Öte yandan Rusya Savunma Bakanlığı, Erdoğan’ın bu açıklamasını yalanlarcasına “Türk Hava Kuvvetleri uçaklarının Suriye sınırını ihlal etmedikleri ve Suriye hükümeti güçlerine yönelik bir saldırı da olmadığı” açıklamasını yaptı.
AKP Sözcüsü Ömer Çelik ise, “Rejim unsurları artık bölgede bizim için hedeftir, rejim bölgede bir terör örgütü unsuru gibi davranmaktadır” diyerek Suriye’ye tepki göstermişti.

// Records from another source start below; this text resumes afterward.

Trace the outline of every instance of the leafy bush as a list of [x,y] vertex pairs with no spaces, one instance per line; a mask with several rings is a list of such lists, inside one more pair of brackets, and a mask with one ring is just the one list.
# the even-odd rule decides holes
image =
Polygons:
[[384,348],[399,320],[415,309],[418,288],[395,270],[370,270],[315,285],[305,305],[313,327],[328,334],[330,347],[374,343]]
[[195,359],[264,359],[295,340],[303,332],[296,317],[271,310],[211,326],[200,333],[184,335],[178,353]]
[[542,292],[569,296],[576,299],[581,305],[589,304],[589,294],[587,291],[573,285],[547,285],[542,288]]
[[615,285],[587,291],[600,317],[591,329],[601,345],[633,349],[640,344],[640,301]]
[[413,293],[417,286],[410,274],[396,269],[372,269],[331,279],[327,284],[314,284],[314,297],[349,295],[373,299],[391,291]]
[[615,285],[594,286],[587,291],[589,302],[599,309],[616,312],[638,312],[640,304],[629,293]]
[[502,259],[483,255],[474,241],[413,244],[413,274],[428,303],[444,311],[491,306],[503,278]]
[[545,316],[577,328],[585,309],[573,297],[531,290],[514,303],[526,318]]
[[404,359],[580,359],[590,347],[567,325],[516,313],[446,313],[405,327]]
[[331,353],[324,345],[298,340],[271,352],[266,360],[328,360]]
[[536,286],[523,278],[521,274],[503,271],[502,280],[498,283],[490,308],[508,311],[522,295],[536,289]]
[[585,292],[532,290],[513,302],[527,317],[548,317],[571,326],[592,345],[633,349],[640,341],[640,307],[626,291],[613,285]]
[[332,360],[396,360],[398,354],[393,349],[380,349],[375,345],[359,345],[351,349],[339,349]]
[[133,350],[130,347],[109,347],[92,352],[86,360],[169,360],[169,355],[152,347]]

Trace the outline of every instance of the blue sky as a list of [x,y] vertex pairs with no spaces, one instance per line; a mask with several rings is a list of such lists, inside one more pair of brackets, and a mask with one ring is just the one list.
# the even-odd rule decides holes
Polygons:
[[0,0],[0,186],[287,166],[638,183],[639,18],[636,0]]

Çelik, Rusya’nın operasyonla ilgili bilgilendirilmediği iddialarına karşılık ise, “Rusya’ya bilgi verilmediği şeklindeki açıklama doğru değil. Türkiye Rusya’ya düzenli ve anlık bilgi vermiştir. Bilgi verilmediğinin söylenmesi doğru değildir” dedi.
JEFFREY NE SÖYLEMİŞTİ?
Bütün bu gelişmeler arasında ABD Suriye Özel Temsilcisi James Jeffrey’in yalnızca 3 gün önce yaptığı provokasyon dolu açıklamalar ise gözden kaçtı.
ABD Suriye Özel Temsilcisi James Jeffrey, “Suriye ve Rusya’nın İdlib’de son üç günde 200 hava saldırısı gerçekleştirdiğini” iddia etmiş, “Suriye’nin kuzeybatısında Türkiye sınırına doğru hareket eden 700 bin kişi var. Bu durum uluslararası kriz oluşturacak” açıklamasını yapmıştı.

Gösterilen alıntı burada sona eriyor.